Representation matters. I know this. I’ve seen the power in seeing an artist who looks like me or has had an experience like mine do for me. I’ve seen what it does for my students. This past year after having gone over a variety of artists, intentionally stating ethnicities and race of artists, a student was digging into Kara Walker, watching a video from Art21. This student was enthralled and then whispered, “Oh my gosh, she’s black.” This light bulb went off for this student. It didn’t magically change this student’s interest in art but it made it accessible.
This summer I’ve been intentional in my planning for who I share with students and I’m constantly unsure of who to leave out. So I’m not leaving anyone out if I can help it.
I created a large slideshow with as many artists as I could last year – using the Art of Ed sheet. This was helpful for my AP students who didn’t have as much background knowledge about artists. I shared the slideshow with them one day going through it super quick but allowing them to SEE artwork by artists whose names they might’ve heard, might not have heard. They highlighted the sheet with work they were interested in looking at deeper. My biggest issue with the sheet and slideshow was the lack of representation of women, LGBTQ, POC, Indigenous, and Latinx artists.
My task this summer was to uncover those artists and see what resources I already have and what resources I need to ensure that students can dig into these artists in a variety of ways. But first, I needed to update the slideshow.
The slideshow update seemed simple enough – right? Just by including these artists I knew needed to be included would be enough. Right? But I also knew that just seeing someone’s name doesn’t mean that a student understands that that artist is a Puerto Rican LGBTQI woman. So how can I bring attention to some of these basic (and so not basic at all) parts of identity? My thought was a simple symbol – like the LGBTQI flag. I thought I was brilliant. Until I started thinking about how to symbolize a black man… oh of course.. the black power fist! But then, am I separating Americans out? Ugh. Identity is complex. So then I started thinking about artists from other places – use a flag! But the flag is surface level culture. Ugh. I asked my people on twitter for advice and was prompted with loads of questions. The questions have made me think deeper about what this slideshow is for, what’s the goal? The goal isn’t for students to know everything about each artist but for students to have their interest piqued, for them to see themselves in some tiny way represented, for conversations about intersectionality and identity to begin.
⚡️ “Representation Matters”https://t.co/z7vPFXIbme
— Lizzie Fortin (@LizzieFortin) August 13, 2018
So in the end, I am going to use the flags of country or tribe of origin, an American flag to identify a white American, a fist to identify an American POC (Black, Latinx) to identify; the LGBTQI flag and the heterosexual flag; the female symbol, the male symbol, and the non-binary flag. I am also going to provide a key to help with this and also in both writing and orally state that identity is complex and limiting identity to 3 areas and also limiting to just symbols limits the understanding of people’s very complex identity.
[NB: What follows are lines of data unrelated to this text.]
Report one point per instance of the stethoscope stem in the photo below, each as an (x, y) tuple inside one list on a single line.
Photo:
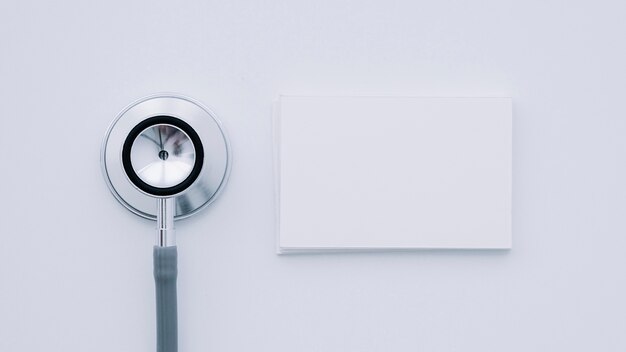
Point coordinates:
[(166, 234), (165, 273)]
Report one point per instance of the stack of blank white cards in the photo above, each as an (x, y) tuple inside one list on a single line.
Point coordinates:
[(392, 173)]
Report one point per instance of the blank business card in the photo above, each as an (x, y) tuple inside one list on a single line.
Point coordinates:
[(368, 173)]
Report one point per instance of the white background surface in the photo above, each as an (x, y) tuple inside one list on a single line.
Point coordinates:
[(75, 266), (393, 172)]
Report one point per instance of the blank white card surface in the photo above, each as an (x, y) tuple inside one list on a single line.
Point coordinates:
[(361, 173)]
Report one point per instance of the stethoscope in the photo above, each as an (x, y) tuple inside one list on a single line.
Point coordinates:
[(165, 157)]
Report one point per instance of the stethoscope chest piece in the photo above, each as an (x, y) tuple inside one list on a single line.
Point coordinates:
[(165, 146)]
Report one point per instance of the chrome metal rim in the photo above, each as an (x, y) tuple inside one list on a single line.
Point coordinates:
[(216, 159)]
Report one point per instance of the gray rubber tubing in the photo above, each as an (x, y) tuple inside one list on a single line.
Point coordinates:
[(165, 272)]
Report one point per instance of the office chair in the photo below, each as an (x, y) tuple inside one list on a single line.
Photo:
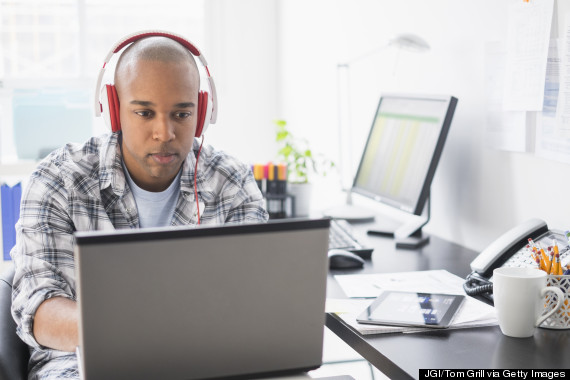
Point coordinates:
[(14, 353)]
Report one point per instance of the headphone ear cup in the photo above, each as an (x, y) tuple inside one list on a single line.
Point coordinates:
[(202, 104), (113, 101)]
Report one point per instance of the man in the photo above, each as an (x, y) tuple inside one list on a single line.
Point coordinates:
[(141, 176)]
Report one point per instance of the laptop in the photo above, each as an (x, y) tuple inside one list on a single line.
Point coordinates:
[(228, 301)]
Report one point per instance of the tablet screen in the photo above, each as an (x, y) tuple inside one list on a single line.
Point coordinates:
[(412, 309)]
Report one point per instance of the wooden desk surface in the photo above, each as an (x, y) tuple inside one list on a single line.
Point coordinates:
[(401, 356)]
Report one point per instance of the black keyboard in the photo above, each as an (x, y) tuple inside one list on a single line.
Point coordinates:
[(342, 237)]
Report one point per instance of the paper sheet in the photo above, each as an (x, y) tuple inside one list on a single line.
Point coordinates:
[(562, 127), (528, 35), (473, 313), (505, 130), (370, 285)]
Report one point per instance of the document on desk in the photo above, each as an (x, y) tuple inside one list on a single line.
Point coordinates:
[(473, 313)]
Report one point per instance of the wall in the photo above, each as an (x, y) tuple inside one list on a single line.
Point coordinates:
[(478, 192), (278, 59), (242, 56)]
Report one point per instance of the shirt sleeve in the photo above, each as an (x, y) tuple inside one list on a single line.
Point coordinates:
[(248, 205), (43, 254)]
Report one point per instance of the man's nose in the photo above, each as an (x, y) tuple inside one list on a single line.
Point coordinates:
[(163, 129)]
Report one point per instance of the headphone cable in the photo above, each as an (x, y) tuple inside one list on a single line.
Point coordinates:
[(196, 175)]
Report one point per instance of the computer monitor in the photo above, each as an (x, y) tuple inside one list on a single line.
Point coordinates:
[(402, 152)]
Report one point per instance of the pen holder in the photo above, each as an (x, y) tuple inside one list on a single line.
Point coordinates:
[(561, 319)]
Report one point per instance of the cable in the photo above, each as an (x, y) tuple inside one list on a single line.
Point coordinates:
[(473, 290), (195, 176)]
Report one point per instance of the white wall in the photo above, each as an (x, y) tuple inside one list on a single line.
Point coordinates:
[(477, 193), (242, 55)]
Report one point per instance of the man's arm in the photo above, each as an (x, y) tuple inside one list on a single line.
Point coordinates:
[(55, 324)]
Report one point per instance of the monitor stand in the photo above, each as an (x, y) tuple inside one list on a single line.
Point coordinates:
[(407, 235), (349, 212), (410, 236)]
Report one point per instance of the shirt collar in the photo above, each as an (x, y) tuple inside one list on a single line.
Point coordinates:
[(112, 174)]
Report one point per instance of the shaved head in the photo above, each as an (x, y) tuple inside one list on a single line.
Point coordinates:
[(158, 49)]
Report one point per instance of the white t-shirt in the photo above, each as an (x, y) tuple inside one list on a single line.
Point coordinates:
[(155, 208)]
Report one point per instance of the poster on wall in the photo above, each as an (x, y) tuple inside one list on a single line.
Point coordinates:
[(528, 35), (504, 130)]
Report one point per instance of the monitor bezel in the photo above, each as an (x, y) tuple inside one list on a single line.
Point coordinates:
[(444, 131)]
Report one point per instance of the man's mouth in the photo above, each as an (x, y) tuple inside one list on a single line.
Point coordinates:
[(163, 158)]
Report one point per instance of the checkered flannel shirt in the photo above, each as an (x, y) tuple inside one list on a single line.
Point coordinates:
[(83, 187)]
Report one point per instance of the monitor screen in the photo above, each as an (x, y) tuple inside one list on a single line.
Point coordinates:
[(403, 148)]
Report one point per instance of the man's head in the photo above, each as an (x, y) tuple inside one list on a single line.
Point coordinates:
[(157, 83)]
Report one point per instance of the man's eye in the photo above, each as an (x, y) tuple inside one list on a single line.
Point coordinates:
[(182, 115), (144, 114)]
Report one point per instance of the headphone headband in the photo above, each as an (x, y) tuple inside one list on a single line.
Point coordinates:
[(206, 80)]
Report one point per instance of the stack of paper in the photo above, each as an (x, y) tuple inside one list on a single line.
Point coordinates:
[(473, 313)]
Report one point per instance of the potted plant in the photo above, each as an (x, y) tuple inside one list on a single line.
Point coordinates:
[(302, 164)]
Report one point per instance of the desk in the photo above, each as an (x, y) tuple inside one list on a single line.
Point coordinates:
[(400, 356)]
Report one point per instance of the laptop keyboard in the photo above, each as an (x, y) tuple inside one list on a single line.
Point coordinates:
[(341, 236)]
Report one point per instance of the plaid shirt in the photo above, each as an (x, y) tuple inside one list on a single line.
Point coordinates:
[(83, 187)]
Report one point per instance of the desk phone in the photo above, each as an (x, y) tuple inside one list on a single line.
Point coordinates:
[(509, 251)]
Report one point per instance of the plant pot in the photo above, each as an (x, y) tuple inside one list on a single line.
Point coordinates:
[(302, 193)]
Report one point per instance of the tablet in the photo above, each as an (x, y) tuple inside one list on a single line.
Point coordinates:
[(412, 309)]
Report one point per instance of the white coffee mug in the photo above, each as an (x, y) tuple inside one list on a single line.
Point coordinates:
[(518, 294)]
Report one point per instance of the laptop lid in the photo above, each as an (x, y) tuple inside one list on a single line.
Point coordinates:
[(206, 302)]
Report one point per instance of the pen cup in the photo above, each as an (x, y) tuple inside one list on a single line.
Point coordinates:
[(561, 318)]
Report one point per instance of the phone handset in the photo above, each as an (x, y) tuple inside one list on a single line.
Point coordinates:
[(498, 252)]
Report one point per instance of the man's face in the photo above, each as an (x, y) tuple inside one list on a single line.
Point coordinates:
[(158, 111)]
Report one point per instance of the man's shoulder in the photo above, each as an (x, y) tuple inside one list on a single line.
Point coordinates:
[(73, 160), (218, 161)]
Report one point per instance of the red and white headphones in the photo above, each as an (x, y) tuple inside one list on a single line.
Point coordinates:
[(107, 101)]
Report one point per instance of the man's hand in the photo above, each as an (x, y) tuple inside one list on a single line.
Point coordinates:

I am well aware of the issues that are being presented through the use of this method, but I am also aware of NOT identifying or even bringing to the attention of students artists’ identities beyond their media or message is WAY more limiting. The slideshow is very much a work in progress, which I hope it always will be, constantly adding and including more and more. After going through and adding the “identities” into each slide I realized how many identities I am missing and I will be intentionally seeking out more Indigenous artists, especially from my local community, along with many many other artists.
I also plan on discussing with students this use of symbols and what they might use instead. This slideshow is just the tip of the iceberg in terms of what I’m hoping students will do with artists. Embedding days filled with responding to artwork; discovering artists and their complexities and context; exploring museums and how curators choose work will all create a much broader understanding of what the art world looks like now and how it has changed (or maybe hasn’t changed that much?).
How do you ensure the artists you share with students represent their complex identities? How do you engage in these conversations and exploration with students?